The US Episcopalian Bishop in Europe, the Rt Revd Pierre Whalon, said that his daughter was near by as the terror attack unfolded.
“Daughter Marie-Noëlle was on the Champs Elysees and heard the shots fired. Home now thank God. Relieved...,” he said on Twitter.
All the candidates suspended the final day of campaigning out of respect for Mr Jugelé, but Canon Harrison did not believe that the crime had significantly changed the way people voted.
“There were accusations that Marine Le Pen and [the mainstream centre-right candidate] François Fillon used [his death], but I think probably it did not swing things particularly either way in the vote,” he said.
An Anglican of the other chaplaincy in Paris, St Michael’s — who did not want to be named — said that sadly terror attacks such as last week’s on the Champs Élysées had become the “new normal” in Paris, and news of the shooting had soon been “more or less eclipsed” by the elections.

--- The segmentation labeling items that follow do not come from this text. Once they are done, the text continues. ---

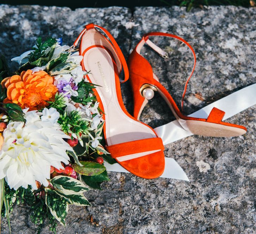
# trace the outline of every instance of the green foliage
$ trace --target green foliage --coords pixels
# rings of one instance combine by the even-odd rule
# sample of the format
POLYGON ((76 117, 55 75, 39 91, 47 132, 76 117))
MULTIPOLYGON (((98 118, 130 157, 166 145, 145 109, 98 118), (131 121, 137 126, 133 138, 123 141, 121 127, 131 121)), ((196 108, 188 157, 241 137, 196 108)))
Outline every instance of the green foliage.
POLYGON ((107 171, 106 170, 99 175, 93 176, 82 175, 82 178, 86 184, 90 187, 100 190, 101 190, 100 184, 103 181, 110 180, 107 176, 107 171))
POLYGON ((49 72, 54 68, 56 69, 58 67, 63 66, 63 64, 67 61, 70 53, 70 52, 67 51, 63 52, 61 53, 58 58, 50 61, 47 64, 46 67, 48 72, 49 72))
POLYGON ((89 161, 80 161, 83 165, 81 166, 76 164, 73 164, 72 166, 77 172, 85 176, 92 176, 99 175, 106 170, 104 165, 89 161))
POLYGON ((56 39, 52 37, 46 38, 43 43, 40 37, 38 38, 33 48, 34 51, 29 54, 29 61, 20 67, 18 71, 46 65, 50 60, 56 44, 56 39))
POLYGON ((75 102, 81 103, 86 106, 88 102, 96 100, 95 96, 89 96, 90 93, 93 93, 92 89, 95 88, 95 85, 89 82, 80 82, 78 85, 78 89, 76 90, 78 96, 76 97, 72 96, 71 99, 75 102))
POLYGON ((35 51, 30 54, 29 62, 32 63, 41 59, 39 66, 45 65, 49 58, 52 56, 54 48, 52 49, 52 47, 56 43, 56 39, 52 37, 49 37, 43 43, 42 38, 38 37, 37 39, 36 46, 33 48, 35 49, 35 51), (49 49, 49 48, 51 49, 49 49))
POLYGON ((69 176, 55 176, 50 182, 56 189, 64 194, 80 194, 90 190, 79 181, 69 176))
POLYGON ((8 115, 9 119, 13 121, 25 122, 24 113, 20 107, 15 103, 6 103, 3 106, 3 109, 8 115))
POLYGON ((54 101, 49 101, 48 103, 49 105, 48 107, 48 109, 51 107, 55 108, 58 112, 63 113, 64 109, 67 107, 66 100, 65 96, 62 93, 56 93, 54 101))
POLYGON ((185 6, 187 12, 190 11, 193 7, 202 9, 205 6, 232 5, 248 7, 250 5, 249 0, 160 0, 160 1, 169 6, 185 6))
POLYGON ((81 117, 81 114, 77 110, 72 110, 61 114, 58 122, 60 125, 62 131, 66 134, 74 133, 79 137, 79 134, 87 135, 91 130, 88 126, 89 122, 81 117))

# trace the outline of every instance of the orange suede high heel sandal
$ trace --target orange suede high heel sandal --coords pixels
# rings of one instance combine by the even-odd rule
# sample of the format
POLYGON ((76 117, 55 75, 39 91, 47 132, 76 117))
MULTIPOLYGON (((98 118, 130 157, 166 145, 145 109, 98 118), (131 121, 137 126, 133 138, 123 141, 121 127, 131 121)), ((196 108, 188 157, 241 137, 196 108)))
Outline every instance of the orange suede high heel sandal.
POLYGON ((125 78, 121 82, 124 82, 128 79, 129 72, 119 46, 105 29, 93 24, 85 26, 75 42, 75 47, 80 38, 82 66, 89 71, 86 76, 90 82, 100 86, 94 91, 105 113, 107 150, 131 173, 147 179, 159 177, 164 169, 162 139, 151 127, 130 115, 124 107, 119 76, 123 68, 125 78))
POLYGON ((134 117, 138 119, 139 119, 148 100, 152 98, 154 92, 157 91, 168 105, 180 124, 186 131, 194 134, 210 137, 230 137, 244 134, 246 129, 243 126, 222 122, 221 120, 225 113, 215 107, 213 108, 207 119, 188 117, 182 114, 168 91, 159 82, 149 62, 140 54, 141 48, 146 43, 161 57, 165 58, 168 58, 167 53, 149 39, 150 37, 157 36, 168 37, 179 40, 186 45, 193 53, 194 65, 185 85, 181 101, 182 109, 187 84, 195 69, 195 52, 190 45, 185 40, 175 35, 162 32, 150 32, 144 34, 130 55, 128 62, 130 81, 133 91, 134 117))

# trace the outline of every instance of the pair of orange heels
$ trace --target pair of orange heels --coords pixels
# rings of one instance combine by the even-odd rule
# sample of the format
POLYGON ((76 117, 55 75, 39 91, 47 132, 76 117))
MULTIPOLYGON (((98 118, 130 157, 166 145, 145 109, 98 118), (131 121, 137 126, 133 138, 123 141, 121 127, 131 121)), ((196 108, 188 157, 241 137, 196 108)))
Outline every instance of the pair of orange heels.
MULTIPOLYGON (((190 45, 177 36, 161 32, 145 34, 129 59, 129 69, 124 56, 115 39, 105 29, 90 24, 85 26, 74 46, 80 39, 80 54, 83 56, 83 69, 92 83, 100 86, 94 90, 99 107, 105 113, 104 132, 106 148, 112 157, 123 167, 140 177, 153 179, 160 176, 164 169, 164 147, 162 139, 154 129, 138 119, 148 100, 157 91, 169 105, 181 125, 198 135, 213 137, 233 137, 246 132, 244 127, 221 121, 225 112, 213 108, 207 119, 183 115, 168 91, 159 82, 148 62, 140 54, 146 43, 163 57, 167 54, 149 39, 162 36, 175 38, 185 43, 192 51, 194 62, 182 95, 182 102, 188 80, 195 65, 195 55, 190 45), (101 33, 103 32, 108 37, 101 33), (124 80, 119 75, 123 69, 124 80), (134 117, 124 105, 120 83, 130 80, 133 91, 134 117)), ((182 106, 183 104, 182 105, 182 106)))

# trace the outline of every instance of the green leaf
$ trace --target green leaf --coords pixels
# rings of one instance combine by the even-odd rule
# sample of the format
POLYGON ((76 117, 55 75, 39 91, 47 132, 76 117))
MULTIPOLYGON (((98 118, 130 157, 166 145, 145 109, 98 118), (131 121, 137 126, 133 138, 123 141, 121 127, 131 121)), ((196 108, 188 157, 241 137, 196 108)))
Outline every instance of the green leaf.
POLYGON ((57 176, 50 182, 56 189, 65 195, 80 194, 90 190, 81 181, 69 176, 57 176))
POLYGON ((72 166, 76 172, 85 176, 95 176, 102 173, 106 170, 104 165, 99 163, 89 161, 81 161, 80 162, 83 164, 83 166, 76 164, 73 164, 72 166))
POLYGON ((104 171, 102 173, 93 176, 82 176, 82 178, 88 185, 94 189, 101 190, 100 184, 103 181, 110 181, 107 175, 107 171, 104 171))
POLYGON ((79 166, 81 166, 83 165, 80 163, 80 162, 78 159, 78 157, 76 155, 76 154, 75 152, 74 152, 74 151, 72 151, 71 150, 68 150, 67 151, 67 152, 68 152, 68 153, 69 155, 73 157, 74 160, 75 160, 75 162, 76 162, 76 164, 79 165, 79 166))
POLYGON ((110 164, 114 164, 117 163, 117 160, 110 154, 102 154, 101 157, 110 164))
POLYGON ((100 145, 98 145, 97 147, 95 148, 97 150, 99 150, 100 152, 105 153, 106 154, 110 154, 110 153, 108 153, 106 150, 105 150, 102 146, 100 145))
POLYGON ((70 53, 68 52, 62 52, 58 58, 52 59, 48 63, 46 68, 47 70, 49 72, 61 64, 64 65, 70 55, 70 53))
POLYGON ((6 96, 6 89, 3 88, 0 85, 0 102, 2 102, 4 99, 7 97, 6 96))
POLYGON ((61 223, 65 226, 65 218, 68 211, 67 200, 60 196, 55 192, 49 191, 45 194, 45 204, 51 214, 61 223))
POLYGON ((37 60, 36 60, 31 63, 30 63, 32 66, 35 66, 36 67, 41 67, 41 64, 42 63, 42 58, 39 58, 37 60))
POLYGON ((83 194, 64 194, 58 191, 56 191, 60 196, 66 199, 68 201, 68 203, 70 205, 75 205, 80 206, 90 205, 89 202, 83 194))
POLYGON ((20 107, 15 103, 7 103, 3 107, 9 117, 9 119, 13 121, 25 122, 24 113, 20 107))

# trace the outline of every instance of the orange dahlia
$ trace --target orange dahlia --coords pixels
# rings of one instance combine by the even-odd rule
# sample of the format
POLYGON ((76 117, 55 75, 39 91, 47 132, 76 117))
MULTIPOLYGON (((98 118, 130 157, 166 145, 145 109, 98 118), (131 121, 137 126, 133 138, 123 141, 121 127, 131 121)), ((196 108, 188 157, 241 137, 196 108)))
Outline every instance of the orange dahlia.
POLYGON ((54 78, 44 71, 32 74, 31 70, 21 72, 3 80, 1 85, 7 89, 7 97, 4 102, 15 103, 30 110, 41 109, 48 105, 57 91, 54 78))

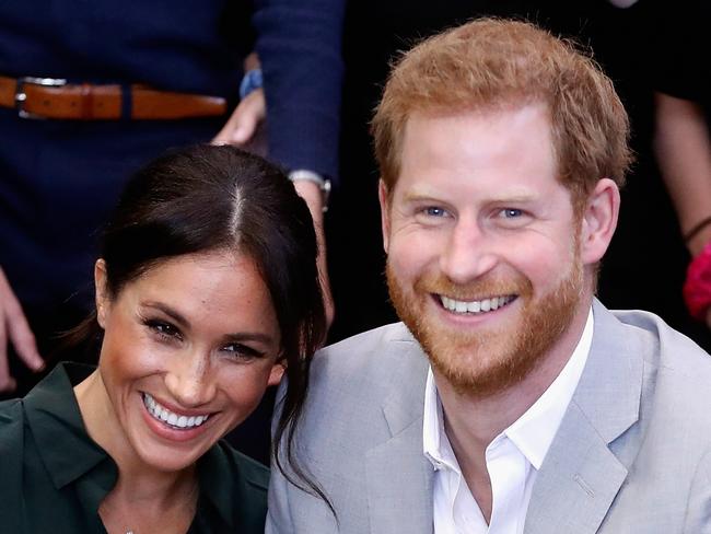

Despite the series of attacks on French soil in recent years by Islamist-inspired terrorists, however, the French people had by and large refused to give in to fear and division, Canon Harrison said. “The reaction to the Jacques Hamel killing (News, 26 July) and those sorts of events from the vast majority of the French people has been so good.”
St Michael’s were determined to keep the church’s doors open despite the explicit threats made against Christians.
The Bishops’ Conference has released a reflection on the first round of voting, which did not endorse either of the final two candidates, but warned against yielding to “fatalism”.
France’s RCs have traditionally backed the mainstream centre-right parties, represented this year by Mr Fillon, but the FN had also sought to appeal to traditionalist RCs, in particular through its frequent references to Joan of Arc, Canon Harrison said.